Morning Hyperinsulinemia Primes the Liver for Glucose Uptake and Glycogen Storage Later in the Day

We observed that a 4-h morning (AM) duodenal infusion of glucose versus saline doubled hepatic glucose uptake (HGU) and storage during a hyperinsulinemic–hyperglycemic (HIHG) clamp that afternoon (PM). To separate the effects of AM hyperglycemia versus AM hyperinsulinemia on the PM response, we used hepatic balance and tracer ([3-3H]glucose) techniques in conscious dogs. From 0 to 240 min, dogs underwent a euinsulinemic-hyperglycemic (GLC; n = 7) or hyperinsulinemic-euglycemic (INS; n = 8) clamp. Tracer equilibration and basal sampling occurred from 240 to 360 min, followed by an HIHG clamp (360–600 min; four times basal insulin, two times basal glycemia) with portal glucose infusion (4 mg ⋅ kg–1 ⋅ min–1).

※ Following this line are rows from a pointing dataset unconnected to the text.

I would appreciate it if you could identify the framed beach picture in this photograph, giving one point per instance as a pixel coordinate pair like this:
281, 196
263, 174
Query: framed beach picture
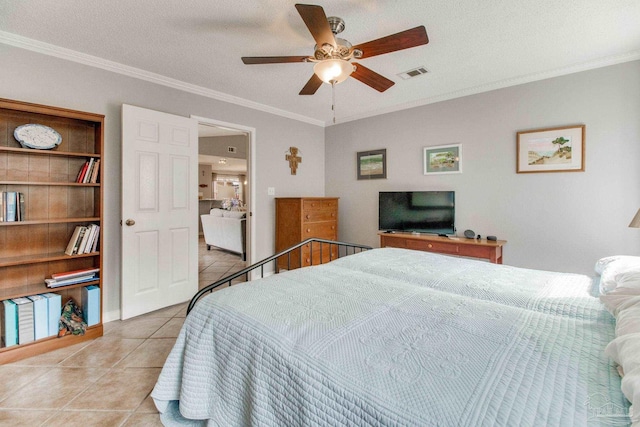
372, 164
551, 150
442, 159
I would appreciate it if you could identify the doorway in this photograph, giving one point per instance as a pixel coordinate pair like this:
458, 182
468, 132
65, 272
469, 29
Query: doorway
225, 180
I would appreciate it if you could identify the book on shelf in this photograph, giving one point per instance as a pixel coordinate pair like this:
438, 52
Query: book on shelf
91, 304
94, 172
20, 207
94, 247
9, 321
75, 273
74, 238
53, 283
25, 320
10, 206
40, 319
82, 172
85, 238
54, 310
85, 179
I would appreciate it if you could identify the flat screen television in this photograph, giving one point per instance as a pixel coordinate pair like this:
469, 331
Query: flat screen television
431, 212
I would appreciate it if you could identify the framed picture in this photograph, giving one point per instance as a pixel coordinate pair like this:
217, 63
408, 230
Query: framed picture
551, 150
442, 159
372, 164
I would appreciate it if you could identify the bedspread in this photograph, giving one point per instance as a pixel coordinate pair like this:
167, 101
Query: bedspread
394, 337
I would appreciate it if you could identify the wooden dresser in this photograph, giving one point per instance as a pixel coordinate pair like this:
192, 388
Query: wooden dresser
299, 218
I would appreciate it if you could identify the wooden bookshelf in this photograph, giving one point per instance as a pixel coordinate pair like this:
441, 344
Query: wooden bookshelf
33, 249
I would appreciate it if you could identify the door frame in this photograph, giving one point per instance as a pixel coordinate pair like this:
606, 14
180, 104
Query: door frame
251, 171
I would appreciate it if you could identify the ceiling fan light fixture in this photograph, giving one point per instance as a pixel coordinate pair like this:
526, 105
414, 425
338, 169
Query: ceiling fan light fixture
333, 71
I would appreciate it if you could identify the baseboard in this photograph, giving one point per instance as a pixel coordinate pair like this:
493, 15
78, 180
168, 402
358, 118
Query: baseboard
110, 316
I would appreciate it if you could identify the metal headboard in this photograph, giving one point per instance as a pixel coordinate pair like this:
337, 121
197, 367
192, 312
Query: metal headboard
344, 249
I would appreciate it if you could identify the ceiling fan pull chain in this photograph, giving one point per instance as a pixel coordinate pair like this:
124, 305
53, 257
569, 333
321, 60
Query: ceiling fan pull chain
333, 100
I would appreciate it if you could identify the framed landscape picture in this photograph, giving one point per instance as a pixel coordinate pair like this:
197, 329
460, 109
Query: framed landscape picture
442, 159
551, 150
372, 164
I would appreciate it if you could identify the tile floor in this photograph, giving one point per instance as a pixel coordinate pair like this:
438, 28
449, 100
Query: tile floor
107, 381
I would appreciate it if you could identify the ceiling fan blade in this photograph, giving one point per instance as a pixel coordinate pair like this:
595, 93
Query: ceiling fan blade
273, 59
316, 21
403, 40
312, 86
371, 78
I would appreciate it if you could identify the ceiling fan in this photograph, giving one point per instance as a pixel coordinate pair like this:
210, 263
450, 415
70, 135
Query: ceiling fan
332, 55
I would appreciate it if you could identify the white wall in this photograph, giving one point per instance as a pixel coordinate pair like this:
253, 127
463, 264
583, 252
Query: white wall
552, 221
37, 78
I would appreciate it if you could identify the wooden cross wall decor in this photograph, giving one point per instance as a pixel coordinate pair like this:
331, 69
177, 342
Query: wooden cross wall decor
293, 159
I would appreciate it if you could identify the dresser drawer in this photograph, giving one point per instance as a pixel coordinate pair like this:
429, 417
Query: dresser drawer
323, 230
316, 215
312, 205
441, 247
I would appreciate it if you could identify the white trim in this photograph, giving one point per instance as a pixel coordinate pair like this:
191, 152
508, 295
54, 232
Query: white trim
137, 73
110, 316
500, 84
94, 61
251, 256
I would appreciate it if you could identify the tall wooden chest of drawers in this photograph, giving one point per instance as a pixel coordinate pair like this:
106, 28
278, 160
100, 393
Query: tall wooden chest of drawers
299, 218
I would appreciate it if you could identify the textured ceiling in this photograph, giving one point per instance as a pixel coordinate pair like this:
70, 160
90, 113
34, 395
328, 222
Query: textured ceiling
474, 45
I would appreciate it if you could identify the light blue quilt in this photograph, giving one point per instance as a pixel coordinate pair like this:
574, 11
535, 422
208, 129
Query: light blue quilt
391, 337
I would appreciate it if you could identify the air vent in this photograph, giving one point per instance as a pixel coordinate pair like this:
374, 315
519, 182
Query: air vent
413, 73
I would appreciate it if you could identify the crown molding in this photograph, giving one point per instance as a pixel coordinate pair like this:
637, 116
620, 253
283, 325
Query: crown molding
500, 84
137, 73
94, 61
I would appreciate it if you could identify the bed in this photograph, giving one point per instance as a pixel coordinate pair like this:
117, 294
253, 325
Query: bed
393, 337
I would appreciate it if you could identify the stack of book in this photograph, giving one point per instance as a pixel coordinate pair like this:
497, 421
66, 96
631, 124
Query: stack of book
84, 240
72, 277
11, 206
25, 319
88, 173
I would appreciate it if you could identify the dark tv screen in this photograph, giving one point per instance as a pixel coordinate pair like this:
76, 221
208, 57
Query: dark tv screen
430, 212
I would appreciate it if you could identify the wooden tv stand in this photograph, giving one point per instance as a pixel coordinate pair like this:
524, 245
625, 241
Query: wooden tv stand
476, 248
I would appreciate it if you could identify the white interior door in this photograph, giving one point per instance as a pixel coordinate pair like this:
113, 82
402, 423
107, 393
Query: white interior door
159, 210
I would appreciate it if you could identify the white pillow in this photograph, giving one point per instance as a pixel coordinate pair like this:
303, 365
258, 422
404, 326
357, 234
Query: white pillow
628, 321
625, 350
631, 389
621, 264
234, 214
603, 262
619, 299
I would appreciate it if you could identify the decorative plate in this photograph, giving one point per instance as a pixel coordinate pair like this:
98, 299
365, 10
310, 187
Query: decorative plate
37, 136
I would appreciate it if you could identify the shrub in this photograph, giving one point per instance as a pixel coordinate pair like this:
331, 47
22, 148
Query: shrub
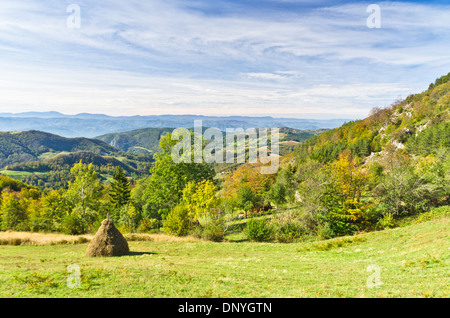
258, 230
148, 225
73, 225
287, 228
387, 221
177, 221
214, 231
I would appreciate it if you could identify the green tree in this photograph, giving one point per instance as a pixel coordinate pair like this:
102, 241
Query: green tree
168, 179
13, 214
84, 193
120, 192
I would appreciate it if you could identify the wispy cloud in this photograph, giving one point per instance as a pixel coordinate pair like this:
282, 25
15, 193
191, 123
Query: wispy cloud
143, 57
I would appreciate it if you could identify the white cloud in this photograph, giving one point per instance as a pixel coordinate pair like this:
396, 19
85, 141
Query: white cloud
142, 57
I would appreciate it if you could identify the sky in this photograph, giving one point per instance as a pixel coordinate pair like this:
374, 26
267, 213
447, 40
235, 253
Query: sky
281, 58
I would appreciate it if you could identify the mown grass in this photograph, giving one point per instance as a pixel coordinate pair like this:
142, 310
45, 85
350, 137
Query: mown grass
413, 262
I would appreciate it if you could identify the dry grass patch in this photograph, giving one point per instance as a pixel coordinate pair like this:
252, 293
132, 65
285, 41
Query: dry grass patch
26, 238
160, 237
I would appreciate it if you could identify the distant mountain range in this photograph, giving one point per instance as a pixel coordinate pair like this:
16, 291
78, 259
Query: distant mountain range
92, 125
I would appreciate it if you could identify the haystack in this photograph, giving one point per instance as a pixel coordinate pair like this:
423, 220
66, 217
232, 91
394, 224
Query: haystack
108, 241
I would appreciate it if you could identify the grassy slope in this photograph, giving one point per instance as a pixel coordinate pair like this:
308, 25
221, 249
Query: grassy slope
414, 262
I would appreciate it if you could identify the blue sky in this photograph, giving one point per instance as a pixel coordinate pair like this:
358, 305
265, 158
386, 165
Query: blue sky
285, 58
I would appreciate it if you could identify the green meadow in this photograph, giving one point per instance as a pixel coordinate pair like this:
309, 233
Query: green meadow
408, 261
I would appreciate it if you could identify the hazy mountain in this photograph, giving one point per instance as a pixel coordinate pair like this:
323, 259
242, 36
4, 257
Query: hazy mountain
91, 125
28, 146
146, 140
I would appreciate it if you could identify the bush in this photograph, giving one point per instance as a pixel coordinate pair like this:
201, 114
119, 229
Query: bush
148, 225
73, 225
287, 228
214, 231
258, 230
177, 221
387, 221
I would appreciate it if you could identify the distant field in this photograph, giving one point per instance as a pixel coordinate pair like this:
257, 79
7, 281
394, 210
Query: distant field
13, 173
410, 261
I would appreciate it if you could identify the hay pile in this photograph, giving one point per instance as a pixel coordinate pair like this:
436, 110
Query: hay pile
108, 241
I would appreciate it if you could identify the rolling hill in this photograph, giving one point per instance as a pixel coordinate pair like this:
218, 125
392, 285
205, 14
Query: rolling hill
44, 159
147, 140
91, 125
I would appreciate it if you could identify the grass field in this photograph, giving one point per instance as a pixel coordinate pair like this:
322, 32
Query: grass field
410, 261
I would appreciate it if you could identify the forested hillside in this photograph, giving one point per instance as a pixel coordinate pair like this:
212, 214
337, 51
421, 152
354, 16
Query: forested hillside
366, 175
44, 160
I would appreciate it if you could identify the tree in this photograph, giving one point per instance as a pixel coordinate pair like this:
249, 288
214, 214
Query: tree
84, 193
168, 179
120, 192
13, 214
344, 196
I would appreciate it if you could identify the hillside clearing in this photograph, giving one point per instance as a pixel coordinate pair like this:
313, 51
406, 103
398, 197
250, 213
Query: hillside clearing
413, 261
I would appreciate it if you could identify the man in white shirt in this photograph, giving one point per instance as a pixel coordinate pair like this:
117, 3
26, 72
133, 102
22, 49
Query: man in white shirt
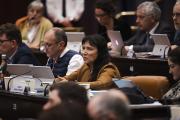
61, 60
148, 20
65, 13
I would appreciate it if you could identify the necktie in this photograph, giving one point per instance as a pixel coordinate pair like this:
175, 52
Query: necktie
64, 8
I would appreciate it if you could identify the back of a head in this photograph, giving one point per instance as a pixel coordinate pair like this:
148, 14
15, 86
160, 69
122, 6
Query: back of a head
151, 8
107, 6
11, 31
65, 111
110, 105
59, 34
71, 91
36, 4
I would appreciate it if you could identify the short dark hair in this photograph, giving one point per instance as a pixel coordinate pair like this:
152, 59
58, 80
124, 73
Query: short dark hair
60, 35
36, 3
103, 55
65, 111
174, 56
71, 91
12, 32
107, 6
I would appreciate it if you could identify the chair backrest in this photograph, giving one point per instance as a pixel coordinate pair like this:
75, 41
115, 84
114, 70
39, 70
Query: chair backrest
155, 86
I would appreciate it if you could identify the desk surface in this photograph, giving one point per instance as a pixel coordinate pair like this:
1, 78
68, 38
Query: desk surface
20, 106
24, 106
141, 66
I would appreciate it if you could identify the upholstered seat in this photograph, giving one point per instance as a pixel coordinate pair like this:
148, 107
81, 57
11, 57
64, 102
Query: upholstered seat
154, 86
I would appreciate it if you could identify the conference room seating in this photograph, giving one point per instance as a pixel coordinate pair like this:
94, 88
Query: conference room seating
155, 86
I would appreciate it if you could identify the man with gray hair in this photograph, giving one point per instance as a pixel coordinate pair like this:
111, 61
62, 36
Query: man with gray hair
148, 20
110, 105
62, 60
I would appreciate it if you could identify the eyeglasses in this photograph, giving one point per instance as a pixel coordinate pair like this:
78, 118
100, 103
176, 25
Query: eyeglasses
2, 41
48, 45
176, 14
101, 15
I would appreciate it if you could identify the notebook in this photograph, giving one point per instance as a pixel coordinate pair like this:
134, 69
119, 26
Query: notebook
116, 41
74, 40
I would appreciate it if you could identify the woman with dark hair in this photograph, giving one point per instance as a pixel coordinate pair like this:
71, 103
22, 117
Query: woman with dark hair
97, 71
105, 12
174, 69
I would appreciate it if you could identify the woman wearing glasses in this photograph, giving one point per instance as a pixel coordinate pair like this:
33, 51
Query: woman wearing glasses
97, 71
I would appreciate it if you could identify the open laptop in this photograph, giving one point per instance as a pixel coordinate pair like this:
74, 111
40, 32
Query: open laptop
161, 44
74, 40
19, 69
116, 41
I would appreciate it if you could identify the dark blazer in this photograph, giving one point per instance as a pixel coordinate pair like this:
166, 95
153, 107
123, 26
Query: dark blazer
23, 55
139, 39
119, 25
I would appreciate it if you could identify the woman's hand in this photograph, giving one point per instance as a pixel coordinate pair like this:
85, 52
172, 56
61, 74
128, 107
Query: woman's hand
60, 79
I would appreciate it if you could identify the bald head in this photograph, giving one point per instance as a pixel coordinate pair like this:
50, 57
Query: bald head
112, 105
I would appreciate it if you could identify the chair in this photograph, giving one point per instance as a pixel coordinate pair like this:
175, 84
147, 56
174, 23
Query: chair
155, 86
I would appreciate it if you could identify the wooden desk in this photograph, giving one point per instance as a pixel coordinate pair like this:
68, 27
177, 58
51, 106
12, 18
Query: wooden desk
141, 66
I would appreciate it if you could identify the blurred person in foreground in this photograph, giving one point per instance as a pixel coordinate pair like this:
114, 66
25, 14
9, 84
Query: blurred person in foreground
65, 111
110, 105
97, 71
66, 92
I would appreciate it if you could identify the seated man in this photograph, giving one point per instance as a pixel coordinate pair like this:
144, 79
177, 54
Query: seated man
61, 60
11, 44
148, 16
66, 92
34, 25
176, 18
110, 105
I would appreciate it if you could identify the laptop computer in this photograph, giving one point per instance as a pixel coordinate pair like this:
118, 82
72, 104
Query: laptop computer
43, 73
74, 40
116, 41
19, 69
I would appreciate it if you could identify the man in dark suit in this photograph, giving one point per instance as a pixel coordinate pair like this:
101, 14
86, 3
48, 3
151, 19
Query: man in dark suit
11, 45
176, 18
148, 17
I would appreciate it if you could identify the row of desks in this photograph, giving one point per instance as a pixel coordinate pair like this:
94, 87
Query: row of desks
14, 106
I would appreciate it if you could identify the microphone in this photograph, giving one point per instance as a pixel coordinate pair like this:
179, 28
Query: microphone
3, 65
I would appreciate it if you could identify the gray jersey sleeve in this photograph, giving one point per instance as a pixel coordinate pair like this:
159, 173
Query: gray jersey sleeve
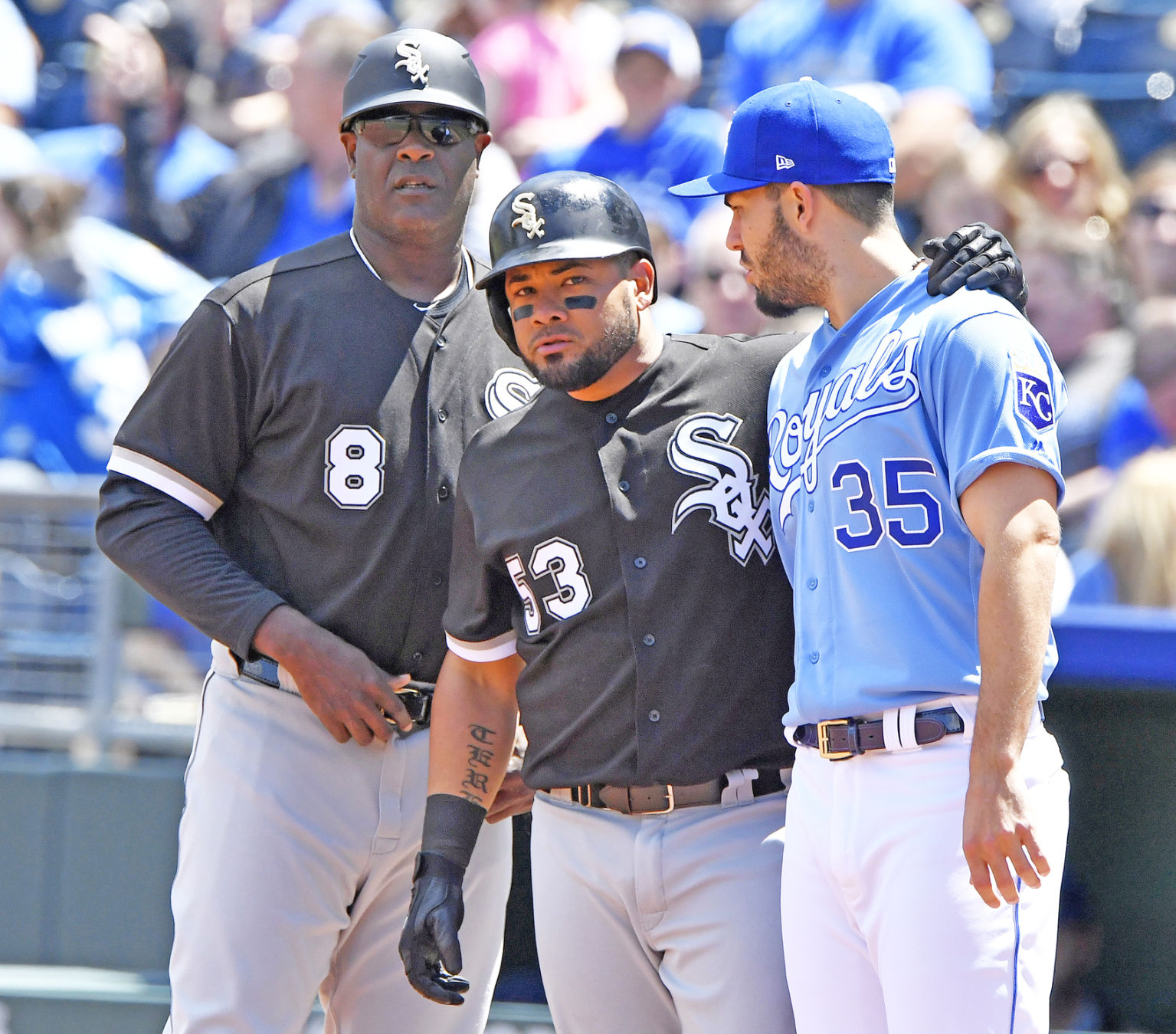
188, 432
477, 618
174, 462
171, 552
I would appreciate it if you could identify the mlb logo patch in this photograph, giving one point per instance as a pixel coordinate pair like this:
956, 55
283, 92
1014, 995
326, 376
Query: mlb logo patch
1034, 400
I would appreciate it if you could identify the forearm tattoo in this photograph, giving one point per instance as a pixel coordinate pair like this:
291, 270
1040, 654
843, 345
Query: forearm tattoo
479, 758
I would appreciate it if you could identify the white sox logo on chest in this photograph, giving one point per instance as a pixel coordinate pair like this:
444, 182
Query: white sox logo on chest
799, 438
701, 447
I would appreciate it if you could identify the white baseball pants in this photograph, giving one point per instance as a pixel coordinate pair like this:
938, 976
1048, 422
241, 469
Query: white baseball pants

In the HIHG clamp, HGU (5.8 ± 0.9 vs. 3.3 ± 0.3 mg ⋅ kg–1 ⋅ min–1) and net glycogen storage (6.0 ± 0.8 vs. 2.9 ± 0.5 mg ⋅ kg–1 ⋅ min–1) were approximately twofold greater in INS than in GLC. PM hepatic glycogen content (1.9 ± 0.2 vs. 1.3 ± 0.2 g/kg body weight) and glycogen synthase (GS) activity were also greater in INS versus GLC, whereas glycogen phosphorylase (GP) activity was reduced. Thus AM hyperinsulinemia, but not AM hyperglycemia, enhanced the HGU response to a PM HIHG clamp by augmenting GS and reducing GP activity. AM hyperinsulinemia can prime the liver to extract and store glucose more effectively during subsequent same-day meals, potentially providing a tool to improve glucose control.